Figure 3.1 Spark Standalone cluster application components.
All Spark components, including the Driver, Master, and Executor processes, run in Java virtual machines (JVMs). A JVM is a cross-platform runtime engine that can execute instructions compiled into Java bytecode. Scala, which Spark is written in, compiles into bytecode and runs on JVMs.
It is important to distinguish between Spark’s runtime application components and the locations and node types on which they run. These components run in different places using different deployment modes, so don’t think of these components in physical node or instance terms. For instance, when running Spark on YARN, there would be several variations of Figure 3.1. However, all the components pictured are still involved in the application and have the same roles.
Spark Driver
The life of a Spark application starts and finishes with the Spark Driver. The Driver is the process that clients use to submit applications in Spark. The Driver is also responsible for planning and coordinating the execution of the Spark program and returning status and/or results (data) to the client. The Driver can physically reside on a client or on a node in the cluster, as you will see later.
SparkSession
The Spark Driver is responsible for creating the SparkSession. The SparkSession object represents a connection to a Spark cluster. The SparkSession is instantiated at the beginning of a Spark application, including the interactive shells, and is used for the entirety of the program.
Prior to Spark 2.0, entry points for Spark applications included the SparkContext, used for Spark core applications; the SQLContext and HiveContext, used with Spark SQL applications; and the StreamingContext, used for Spark Streaming applications. The SparkSession object introduced in Spark 2.0 combines all these objects into a single entry point that can be used for all Spark applications.
Through its SparkContext and SparkConf child objects, the SparkSession object contains all the runtime configuration properties set by the user, including configuration properties such as the Master, application name, number of Executors, and more. Figure 3.2 shows the SparkSession object and some of its configuration properties within a pyspark shell.
Figure 3.2 SparkSession properties.
Listing 3.1 demonstrates how to create a SparkSession within a non-interactive Spark application, such as a program submitted using spark-submit.
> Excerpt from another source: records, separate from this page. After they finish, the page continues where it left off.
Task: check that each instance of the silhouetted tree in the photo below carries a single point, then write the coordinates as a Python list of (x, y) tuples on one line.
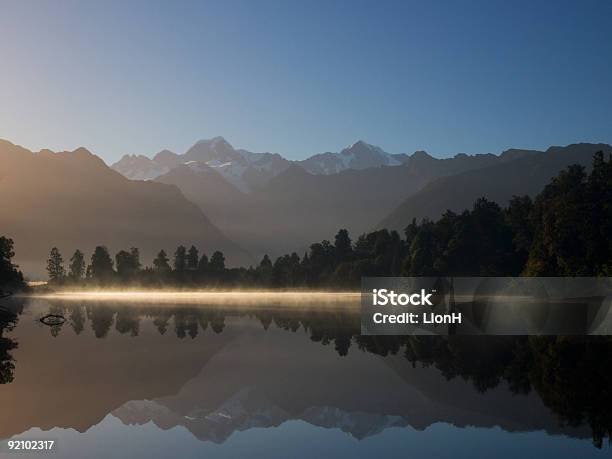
[(77, 266), (101, 265), (161, 262), (180, 258), (10, 276), (127, 263), (192, 258), (343, 246), (55, 266)]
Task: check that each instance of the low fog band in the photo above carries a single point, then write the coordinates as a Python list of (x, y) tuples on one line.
[(486, 306)]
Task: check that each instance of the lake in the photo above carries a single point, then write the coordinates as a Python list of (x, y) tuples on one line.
[(286, 376)]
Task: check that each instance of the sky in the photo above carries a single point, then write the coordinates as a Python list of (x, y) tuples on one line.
[(305, 77)]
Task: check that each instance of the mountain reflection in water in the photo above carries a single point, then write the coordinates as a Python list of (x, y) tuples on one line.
[(152, 380)]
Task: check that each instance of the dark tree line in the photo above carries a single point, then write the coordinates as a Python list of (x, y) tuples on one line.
[(564, 231), (10, 276)]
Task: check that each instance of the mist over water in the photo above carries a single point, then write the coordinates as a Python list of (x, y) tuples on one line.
[(195, 374)]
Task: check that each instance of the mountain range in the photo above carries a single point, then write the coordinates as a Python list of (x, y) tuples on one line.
[(73, 200), (247, 204), (295, 207)]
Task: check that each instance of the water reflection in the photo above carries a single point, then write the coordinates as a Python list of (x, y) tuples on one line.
[(218, 370)]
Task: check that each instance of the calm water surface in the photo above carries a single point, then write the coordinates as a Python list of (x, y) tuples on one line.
[(286, 378)]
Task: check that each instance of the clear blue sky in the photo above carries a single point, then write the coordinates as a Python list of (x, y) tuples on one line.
[(304, 77)]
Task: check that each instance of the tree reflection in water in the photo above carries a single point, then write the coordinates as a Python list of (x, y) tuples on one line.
[(571, 375)]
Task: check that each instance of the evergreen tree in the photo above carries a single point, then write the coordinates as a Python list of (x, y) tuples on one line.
[(127, 263), (161, 262), (264, 271), (203, 265), (55, 266), (343, 246), (77, 265), (180, 259), (101, 265), (10, 276), (192, 258), (217, 263)]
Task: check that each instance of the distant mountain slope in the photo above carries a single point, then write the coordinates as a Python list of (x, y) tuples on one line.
[(73, 200), (498, 182), (243, 169), (360, 155), (295, 208)]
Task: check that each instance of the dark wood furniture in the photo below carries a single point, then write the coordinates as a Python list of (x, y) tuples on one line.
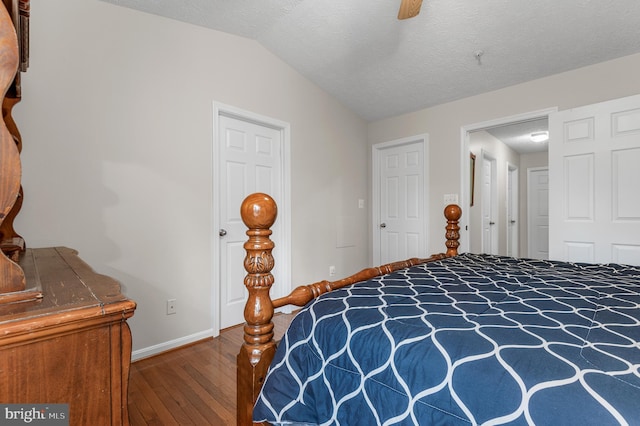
[(64, 338), (259, 213)]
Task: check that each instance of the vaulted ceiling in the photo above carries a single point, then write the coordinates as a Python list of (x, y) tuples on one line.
[(379, 66)]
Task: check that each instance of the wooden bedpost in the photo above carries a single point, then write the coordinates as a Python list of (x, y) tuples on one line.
[(259, 213), (453, 213)]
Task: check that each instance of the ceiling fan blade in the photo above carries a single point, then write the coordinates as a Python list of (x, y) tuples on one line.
[(409, 8)]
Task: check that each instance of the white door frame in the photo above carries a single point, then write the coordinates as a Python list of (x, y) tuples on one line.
[(375, 196), (465, 178), (530, 245), (283, 253), (513, 206), (488, 159)]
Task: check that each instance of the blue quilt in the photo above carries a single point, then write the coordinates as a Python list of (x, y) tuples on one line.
[(473, 339)]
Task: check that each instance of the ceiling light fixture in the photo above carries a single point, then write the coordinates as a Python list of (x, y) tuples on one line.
[(539, 136)]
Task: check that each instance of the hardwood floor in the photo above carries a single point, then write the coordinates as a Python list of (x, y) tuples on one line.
[(192, 385)]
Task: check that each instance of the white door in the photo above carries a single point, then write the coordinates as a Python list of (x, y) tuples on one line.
[(538, 213), (400, 200), (489, 208), (594, 153), (512, 211), (250, 158)]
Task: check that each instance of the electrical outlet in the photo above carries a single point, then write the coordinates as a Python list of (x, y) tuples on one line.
[(171, 306)]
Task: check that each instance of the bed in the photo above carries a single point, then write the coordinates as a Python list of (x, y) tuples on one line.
[(452, 339)]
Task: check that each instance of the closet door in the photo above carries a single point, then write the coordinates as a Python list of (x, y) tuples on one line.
[(594, 172)]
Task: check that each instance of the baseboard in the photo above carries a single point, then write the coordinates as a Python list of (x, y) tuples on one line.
[(171, 344)]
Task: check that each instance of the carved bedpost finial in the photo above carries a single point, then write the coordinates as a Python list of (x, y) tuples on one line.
[(453, 213), (258, 213)]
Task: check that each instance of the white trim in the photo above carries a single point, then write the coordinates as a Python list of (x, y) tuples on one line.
[(375, 202), (529, 224), (464, 161), (284, 207), (513, 170), (171, 344)]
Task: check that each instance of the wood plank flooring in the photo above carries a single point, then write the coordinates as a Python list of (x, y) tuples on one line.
[(192, 385)]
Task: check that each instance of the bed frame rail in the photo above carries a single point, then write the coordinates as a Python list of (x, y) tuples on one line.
[(259, 213)]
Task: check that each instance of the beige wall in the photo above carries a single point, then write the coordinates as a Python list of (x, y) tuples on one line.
[(481, 142), (117, 126), (443, 123)]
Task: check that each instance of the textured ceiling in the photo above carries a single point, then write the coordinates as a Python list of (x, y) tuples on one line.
[(378, 66)]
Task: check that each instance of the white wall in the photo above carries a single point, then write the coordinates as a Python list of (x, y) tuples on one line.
[(443, 123), (116, 120)]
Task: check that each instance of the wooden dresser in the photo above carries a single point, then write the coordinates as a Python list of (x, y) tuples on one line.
[(64, 338), (73, 345)]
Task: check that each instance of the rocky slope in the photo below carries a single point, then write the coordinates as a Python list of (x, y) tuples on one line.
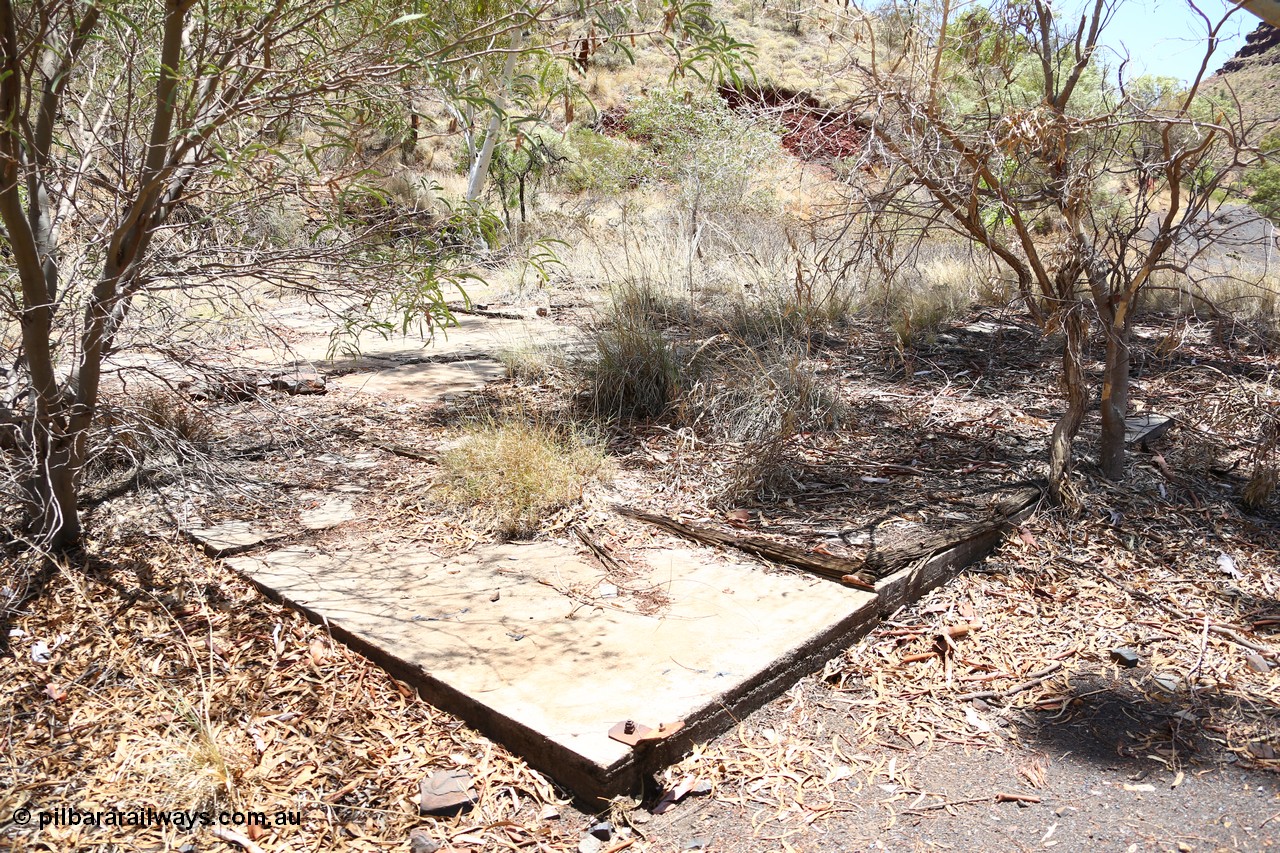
[(1253, 76)]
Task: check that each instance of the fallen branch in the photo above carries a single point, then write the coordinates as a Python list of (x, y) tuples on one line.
[(598, 550), (862, 574), (236, 838), (1018, 688), (842, 569)]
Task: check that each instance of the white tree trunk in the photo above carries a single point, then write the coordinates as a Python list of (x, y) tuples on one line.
[(480, 165)]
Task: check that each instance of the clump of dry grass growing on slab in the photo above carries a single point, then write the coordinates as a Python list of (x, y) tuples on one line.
[(515, 474)]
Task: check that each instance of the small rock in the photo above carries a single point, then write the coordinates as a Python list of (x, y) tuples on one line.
[(40, 652), (447, 792), (1226, 565), (1124, 657), (300, 383), (329, 514), (420, 842), (1257, 662)]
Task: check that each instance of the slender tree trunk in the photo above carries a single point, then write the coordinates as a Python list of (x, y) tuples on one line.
[(51, 492), (480, 168), (1115, 402), (1077, 400)]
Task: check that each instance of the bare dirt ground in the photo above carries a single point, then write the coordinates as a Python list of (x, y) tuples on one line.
[(987, 716)]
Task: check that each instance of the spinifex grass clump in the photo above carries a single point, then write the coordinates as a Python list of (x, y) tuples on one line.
[(516, 474)]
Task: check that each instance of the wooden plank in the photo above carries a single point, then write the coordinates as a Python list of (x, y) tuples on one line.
[(959, 541)]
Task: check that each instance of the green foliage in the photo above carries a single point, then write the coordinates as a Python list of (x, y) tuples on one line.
[(1264, 179), (603, 164), (698, 142)]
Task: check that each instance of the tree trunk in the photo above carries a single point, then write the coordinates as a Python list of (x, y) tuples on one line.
[(480, 168), (51, 491), (1115, 404), (1077, 400)]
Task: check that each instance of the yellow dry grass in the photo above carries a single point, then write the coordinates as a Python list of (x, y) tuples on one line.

Listing 3.1 Creating a SparkSession
from pyspark.sql import SparkSession
spark = SparkSession.builder .master("spark://sparkmaster:7077") .appName("My Spark Application") .config("spark.submit.deployMode", "client") .getOrCreate()
numlines = spark.sparkContext.textFile("file:///opt/spark/licenses") .count()
print("The total number of lines is " + str(numlines))
Application Planning
One of the main functions of the Driver is to plan the application. The Driver takes the application processing input and plans the execution of the program. The Driver takes all the requested transformations (data manipulation operations) and actions (requests for output or prompts to execute programs) and creates a directed acyclic graph (DAG) of nodes, each representing a transformational or computational step.
A Spark application DAG consists of tasks and stages. A task is the smallest unit of schedulable work in a Spark program. A stage is a set of tasks that can be run together. Stages are dependent upon one another; in other words, there are stage dependencies.
In a process scheduling sense, DAGs are not unique to Spark. For instance, they are used in other Big Data ecosystem projects, such as Tez, Drill, and Presto for scheduling. DAGs are fundamental to Spark, so it is worth being familiar with the concept.
Application Orchestration
The Driver also coordinates the running of stages and tasks defined in the DAG. Key driver activities involved in the scheduling and running of tasks include the following:
Keeping track of available resources to execute tasks
Scheduling tasks to run “close” to the data where possible (the concept of data locality)
Other Functions
In addition to planning and orchestrating the execution of a Spark program, the Driver is also responsible for returning the results from an application. These could be return codes or data in the case of an action that requests data to be returned to the client (for example, an interactive query).
The Driver also serves the application UI on port 4040, as shown in Figure 3.3. This UI is created automatically; it is independent of the code submitted or how it was submitted (that is, interactive using pyspark or non-interactive using spark-submit).
Figure 3.3 Spark application UI.
If subsequent applications launch on the same host, successive ports are used for the application UI (for example, 4041, 4042, and so on).
Spark Workers and Executors
Spark Executors are the processes on which Spark DAG tasks run. Executors reserve CPU and memory resources on slave nodes, or Workers, in a Spark cluster. An Executor is dedicated to a specific Spark application and terminated when the application completes. A Spark program normally consists of many Executors, often working in parallel.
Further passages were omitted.